“It Takes Two to Tango”… two people moving together to accomplish a common goal. If both try to lead… they tangle. If neither takes the lead… they tumble.

In any relationship, it takes two… each one taking turns, communicating clearly and listening completely. We create rapport. In our busy life, we try to do more in less time. On autopilot, we sacrifice connection with others in order to achieve a goal. We often worry about what is going to happen instead of noticing what IS happening, right NOW.

What if we were more present to each other? Maybe we would be more efficient, enjoy ourselves more, and create more meaningful relationships. Take a moment to read this insightful story of learning to embrace the dance… the art of letting go, the art of communicating clearly and listening completely.

Years ago, I attended a Milonga, a place where Argentine Tango is danced. Not to be confused with ballroom tango, which is a dramatic, straight-postured, somewhat jerky style of dance, Argentine tango is danced in a private embrace that is flowing and verrry sensual. I was totally hooked and started taking lessons, often three times a week.

In Argentine, the man, or leader, dances the woman. He leads every move, communicating with very subtle movements. The follower must be tuned in to “listen” or sense his moves to complete the step. It is a complete “lead and follow” dance, the ultimate in non-verbal communication.

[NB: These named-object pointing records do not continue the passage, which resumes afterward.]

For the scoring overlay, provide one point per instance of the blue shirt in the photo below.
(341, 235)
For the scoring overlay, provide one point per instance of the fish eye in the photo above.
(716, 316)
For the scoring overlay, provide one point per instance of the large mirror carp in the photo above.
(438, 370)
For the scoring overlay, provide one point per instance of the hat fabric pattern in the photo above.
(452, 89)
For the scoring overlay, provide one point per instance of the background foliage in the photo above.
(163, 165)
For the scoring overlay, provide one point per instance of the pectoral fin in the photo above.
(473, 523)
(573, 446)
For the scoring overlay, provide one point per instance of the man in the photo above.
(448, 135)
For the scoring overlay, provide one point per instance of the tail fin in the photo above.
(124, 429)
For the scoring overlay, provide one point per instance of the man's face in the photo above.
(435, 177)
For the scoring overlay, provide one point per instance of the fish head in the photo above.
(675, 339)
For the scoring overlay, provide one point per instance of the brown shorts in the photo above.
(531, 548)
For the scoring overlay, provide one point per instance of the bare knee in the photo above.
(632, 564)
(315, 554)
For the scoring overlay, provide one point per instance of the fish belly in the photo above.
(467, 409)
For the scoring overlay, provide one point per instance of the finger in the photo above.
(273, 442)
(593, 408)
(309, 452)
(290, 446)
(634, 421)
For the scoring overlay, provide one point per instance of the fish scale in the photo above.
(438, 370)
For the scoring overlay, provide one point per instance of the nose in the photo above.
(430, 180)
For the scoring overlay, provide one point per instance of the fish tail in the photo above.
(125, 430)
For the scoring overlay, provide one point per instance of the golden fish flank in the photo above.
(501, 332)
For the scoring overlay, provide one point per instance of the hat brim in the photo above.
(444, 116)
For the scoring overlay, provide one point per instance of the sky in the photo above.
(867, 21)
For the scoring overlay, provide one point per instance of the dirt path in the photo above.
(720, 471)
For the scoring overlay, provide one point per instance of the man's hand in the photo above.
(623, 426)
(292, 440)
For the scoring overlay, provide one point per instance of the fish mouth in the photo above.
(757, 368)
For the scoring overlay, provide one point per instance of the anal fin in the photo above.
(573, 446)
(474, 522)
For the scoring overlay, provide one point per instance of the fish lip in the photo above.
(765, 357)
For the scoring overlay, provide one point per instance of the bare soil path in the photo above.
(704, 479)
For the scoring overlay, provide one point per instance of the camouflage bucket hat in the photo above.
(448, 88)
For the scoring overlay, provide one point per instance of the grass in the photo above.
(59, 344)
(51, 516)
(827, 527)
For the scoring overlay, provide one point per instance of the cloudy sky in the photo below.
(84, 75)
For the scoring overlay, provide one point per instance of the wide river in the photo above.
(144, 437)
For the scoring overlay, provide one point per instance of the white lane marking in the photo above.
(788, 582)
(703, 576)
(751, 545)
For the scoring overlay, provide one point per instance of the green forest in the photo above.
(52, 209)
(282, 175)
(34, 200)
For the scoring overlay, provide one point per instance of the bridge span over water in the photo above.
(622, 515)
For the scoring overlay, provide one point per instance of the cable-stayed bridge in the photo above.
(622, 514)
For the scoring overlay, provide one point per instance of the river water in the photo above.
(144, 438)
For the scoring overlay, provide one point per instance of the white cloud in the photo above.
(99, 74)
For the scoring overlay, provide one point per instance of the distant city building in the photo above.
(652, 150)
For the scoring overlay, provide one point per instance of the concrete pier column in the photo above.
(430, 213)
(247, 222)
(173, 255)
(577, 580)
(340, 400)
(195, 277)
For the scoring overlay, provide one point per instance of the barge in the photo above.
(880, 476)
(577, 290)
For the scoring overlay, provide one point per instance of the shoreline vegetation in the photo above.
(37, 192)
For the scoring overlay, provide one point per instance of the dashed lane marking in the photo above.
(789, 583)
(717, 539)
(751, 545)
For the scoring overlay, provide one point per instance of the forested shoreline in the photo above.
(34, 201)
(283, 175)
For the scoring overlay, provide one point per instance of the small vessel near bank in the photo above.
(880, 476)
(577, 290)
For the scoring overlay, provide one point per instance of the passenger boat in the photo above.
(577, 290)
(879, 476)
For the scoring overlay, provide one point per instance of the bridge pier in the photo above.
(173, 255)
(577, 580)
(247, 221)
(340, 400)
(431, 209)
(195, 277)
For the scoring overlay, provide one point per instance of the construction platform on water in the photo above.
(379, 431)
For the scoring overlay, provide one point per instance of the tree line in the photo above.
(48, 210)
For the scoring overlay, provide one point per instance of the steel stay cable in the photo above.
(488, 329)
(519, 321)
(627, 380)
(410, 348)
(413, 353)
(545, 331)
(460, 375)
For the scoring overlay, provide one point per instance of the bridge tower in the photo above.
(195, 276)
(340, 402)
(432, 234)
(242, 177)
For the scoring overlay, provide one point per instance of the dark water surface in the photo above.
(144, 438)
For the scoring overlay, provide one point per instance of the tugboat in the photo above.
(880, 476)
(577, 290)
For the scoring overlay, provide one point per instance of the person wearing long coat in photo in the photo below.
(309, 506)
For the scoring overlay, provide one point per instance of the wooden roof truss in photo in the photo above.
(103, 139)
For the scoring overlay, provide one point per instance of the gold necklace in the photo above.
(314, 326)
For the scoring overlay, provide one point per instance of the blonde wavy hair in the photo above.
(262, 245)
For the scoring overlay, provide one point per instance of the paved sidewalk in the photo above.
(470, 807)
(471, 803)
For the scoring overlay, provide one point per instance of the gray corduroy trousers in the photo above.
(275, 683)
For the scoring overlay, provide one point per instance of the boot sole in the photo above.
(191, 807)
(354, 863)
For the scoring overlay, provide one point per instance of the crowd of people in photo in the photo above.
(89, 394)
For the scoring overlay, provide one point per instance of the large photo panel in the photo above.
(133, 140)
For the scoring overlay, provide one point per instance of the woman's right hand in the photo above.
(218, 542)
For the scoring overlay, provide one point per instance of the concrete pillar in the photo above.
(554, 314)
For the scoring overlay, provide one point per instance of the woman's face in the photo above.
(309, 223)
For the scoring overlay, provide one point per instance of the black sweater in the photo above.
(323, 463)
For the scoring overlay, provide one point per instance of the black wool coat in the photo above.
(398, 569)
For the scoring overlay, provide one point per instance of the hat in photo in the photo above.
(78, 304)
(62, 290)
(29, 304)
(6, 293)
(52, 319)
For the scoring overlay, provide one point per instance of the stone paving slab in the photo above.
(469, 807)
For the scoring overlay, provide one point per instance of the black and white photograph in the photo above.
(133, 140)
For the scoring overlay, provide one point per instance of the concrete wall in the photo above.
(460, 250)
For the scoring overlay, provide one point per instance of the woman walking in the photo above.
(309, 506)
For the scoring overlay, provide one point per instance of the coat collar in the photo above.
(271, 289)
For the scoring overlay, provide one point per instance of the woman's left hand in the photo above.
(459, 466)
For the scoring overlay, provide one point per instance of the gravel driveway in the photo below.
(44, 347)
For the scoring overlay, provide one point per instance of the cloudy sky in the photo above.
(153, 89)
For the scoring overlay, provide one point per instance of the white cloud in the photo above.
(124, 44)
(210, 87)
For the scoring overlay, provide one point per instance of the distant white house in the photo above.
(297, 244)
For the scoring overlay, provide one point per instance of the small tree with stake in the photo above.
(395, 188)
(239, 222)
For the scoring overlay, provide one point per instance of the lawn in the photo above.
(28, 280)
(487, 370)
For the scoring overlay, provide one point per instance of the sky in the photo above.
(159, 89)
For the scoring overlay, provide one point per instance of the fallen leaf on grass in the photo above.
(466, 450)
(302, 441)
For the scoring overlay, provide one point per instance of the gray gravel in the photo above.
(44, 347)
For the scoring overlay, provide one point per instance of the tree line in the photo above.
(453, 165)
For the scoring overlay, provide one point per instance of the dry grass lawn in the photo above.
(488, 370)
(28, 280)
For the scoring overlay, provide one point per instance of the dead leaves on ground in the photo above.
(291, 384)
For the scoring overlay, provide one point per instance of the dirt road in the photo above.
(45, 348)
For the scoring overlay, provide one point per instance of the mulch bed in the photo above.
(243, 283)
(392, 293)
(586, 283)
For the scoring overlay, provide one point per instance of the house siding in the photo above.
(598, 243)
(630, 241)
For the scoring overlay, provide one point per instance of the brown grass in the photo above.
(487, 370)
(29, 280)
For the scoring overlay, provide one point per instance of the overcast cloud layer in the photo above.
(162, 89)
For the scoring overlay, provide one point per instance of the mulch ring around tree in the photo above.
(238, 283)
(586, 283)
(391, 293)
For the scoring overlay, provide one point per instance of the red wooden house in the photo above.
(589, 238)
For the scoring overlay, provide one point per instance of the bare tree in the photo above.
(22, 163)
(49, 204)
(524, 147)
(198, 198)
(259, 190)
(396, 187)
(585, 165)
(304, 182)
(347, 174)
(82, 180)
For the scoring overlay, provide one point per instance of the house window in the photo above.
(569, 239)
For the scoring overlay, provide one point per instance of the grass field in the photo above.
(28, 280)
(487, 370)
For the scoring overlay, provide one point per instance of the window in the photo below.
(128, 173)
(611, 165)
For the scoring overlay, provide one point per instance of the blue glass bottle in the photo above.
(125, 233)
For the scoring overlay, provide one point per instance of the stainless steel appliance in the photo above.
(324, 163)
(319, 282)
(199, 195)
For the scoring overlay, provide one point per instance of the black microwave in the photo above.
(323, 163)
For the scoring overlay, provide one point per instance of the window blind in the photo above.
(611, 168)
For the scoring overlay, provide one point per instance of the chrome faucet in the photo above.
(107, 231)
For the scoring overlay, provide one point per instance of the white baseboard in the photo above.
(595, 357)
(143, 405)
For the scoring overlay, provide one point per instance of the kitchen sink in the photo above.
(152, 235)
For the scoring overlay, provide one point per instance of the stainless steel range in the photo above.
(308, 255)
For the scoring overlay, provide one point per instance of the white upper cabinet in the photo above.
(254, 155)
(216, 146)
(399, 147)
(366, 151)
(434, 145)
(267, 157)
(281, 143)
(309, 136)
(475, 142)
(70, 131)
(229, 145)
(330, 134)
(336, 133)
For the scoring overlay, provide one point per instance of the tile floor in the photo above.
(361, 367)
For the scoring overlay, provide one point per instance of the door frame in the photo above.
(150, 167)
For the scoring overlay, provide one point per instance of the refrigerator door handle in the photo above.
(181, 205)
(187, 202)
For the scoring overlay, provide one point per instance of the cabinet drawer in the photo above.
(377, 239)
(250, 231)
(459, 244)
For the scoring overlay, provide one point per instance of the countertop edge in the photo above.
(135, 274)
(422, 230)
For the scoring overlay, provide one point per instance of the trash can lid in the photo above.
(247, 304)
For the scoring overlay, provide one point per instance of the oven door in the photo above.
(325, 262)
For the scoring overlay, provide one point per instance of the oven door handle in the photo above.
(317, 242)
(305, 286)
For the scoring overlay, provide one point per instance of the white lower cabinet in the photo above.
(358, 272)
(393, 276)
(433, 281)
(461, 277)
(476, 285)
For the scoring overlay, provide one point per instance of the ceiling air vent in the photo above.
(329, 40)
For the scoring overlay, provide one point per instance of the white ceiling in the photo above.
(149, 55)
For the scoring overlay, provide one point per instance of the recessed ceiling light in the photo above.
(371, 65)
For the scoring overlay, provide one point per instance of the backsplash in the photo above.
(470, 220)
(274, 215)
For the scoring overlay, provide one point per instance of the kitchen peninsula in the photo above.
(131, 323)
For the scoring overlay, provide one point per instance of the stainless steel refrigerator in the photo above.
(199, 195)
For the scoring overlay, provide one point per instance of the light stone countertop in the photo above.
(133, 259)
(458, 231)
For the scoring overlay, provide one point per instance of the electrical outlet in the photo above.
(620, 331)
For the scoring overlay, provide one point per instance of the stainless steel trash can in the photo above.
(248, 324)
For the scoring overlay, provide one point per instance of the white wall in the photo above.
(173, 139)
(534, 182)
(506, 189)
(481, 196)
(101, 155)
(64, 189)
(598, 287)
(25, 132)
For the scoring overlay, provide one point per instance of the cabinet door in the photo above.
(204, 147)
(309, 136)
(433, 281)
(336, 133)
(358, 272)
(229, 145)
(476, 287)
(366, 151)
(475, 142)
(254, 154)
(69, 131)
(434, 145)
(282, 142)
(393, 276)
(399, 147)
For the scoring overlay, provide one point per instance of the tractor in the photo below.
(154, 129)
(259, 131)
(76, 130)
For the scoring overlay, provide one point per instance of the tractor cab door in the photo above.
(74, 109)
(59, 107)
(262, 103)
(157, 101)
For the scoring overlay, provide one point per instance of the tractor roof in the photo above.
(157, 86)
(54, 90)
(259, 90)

Working hard to perfect my moves, I practiced regularly and was getting pretty good at boleos (leg wraps). One Friday night, at a Boston Milonga, an accomplished young dancer asked me to dance. I was really into my moves and felt I was doing great. At the break, he commented, “You must be an important businesswoman.” I was pleased and asked how he knew. He said, “You seem to have a hard time letting go!”

Sigh! He was right. I was doing my own thing, instead of paying attention and working with him as a team. I was focused on myself and wasn’t really listening. I needed to learn the art of letting go, of being present, of true listening.

In a great dance, we glide together efficiently. A good leader communicates clearly. They are respectful, protective, and caring of each other. If the lead’s communication is unclear, the follower misreads the lead and interrupts the flow. Confusion and mistakes happen.

In dance, it is clear who takes the lead. In life, each person must learn when to lead and when to enjoy being a follower. The follower’s skill is to pay close attention and feel the subtle movements of the lead. They strive to be completely present, sense what is communicated, and respond accordingly. If the follower is preoccupied, they disturb the flow. They must trust their partner is going to guide them, protect them, and entertain them. The follower learns to TRUST, LET GO, and LISTEN COMPLETELY.

Relate this to our relationships, both personal and professional. True partnership is based on trust, communication, & teamwork. When we play to each other’s strengths, we work together for a common goal. A good manager considers their staff. A good partner considers the person they care for.

Consider these Five Steps to Create Rapport:

  1. Smile, be genuine, and make eye contact – They will sense your sincerity.
  2. Be a clear communicator – Be respectful, solid, yet gentle. Build their trust in you.
  3. Seek first to understand – Mistakes usually happen from miscommunication.
  4. Develop active listening – Be here NOW, focused only on what is being said.
  5. Notice your words – “Us, we, and ours” are far more inclusive than “I, me, and mine.”

Be aware: 7% of communication is what you say and 93% is HOW you say it.

The best relationships flow together as a team. We are in RAPPORT. Rapport is that sense of trust, connection, and likability that one feels toward another. When rapport is broken or lost, good intentions no longer matter. Every person wants their basic human needs met – To Live, Love, and Belong. When we give people our attention, respect, and understanding, they feel like someone “gets” them.

As we focus on each other and work as a team, issues go away. We communicate what we feel inside. If we are preoccupied, threatened, or worried, we project what we feel. If we are tense, others feel it. If we are relaxed, open, and curious, they feel it and respond accordingly. When others are under stress, we can put them at ease by being at ease. When we focus on them, they feel heard, they feel safe.

Be present and connected. Good communicators are solid, assertive, and clear. Good listeners develop confidence and the skill of letting go. Together we enjoy learning about each other. Relationships become interesting, fulfilling, and meaningful. To achieve the best outcomes most effectively, be completely present to each other, physically, mentally, and emotionally.


Lois Hermann

“People may not remember what you said. They WILL remember how you made them feel.”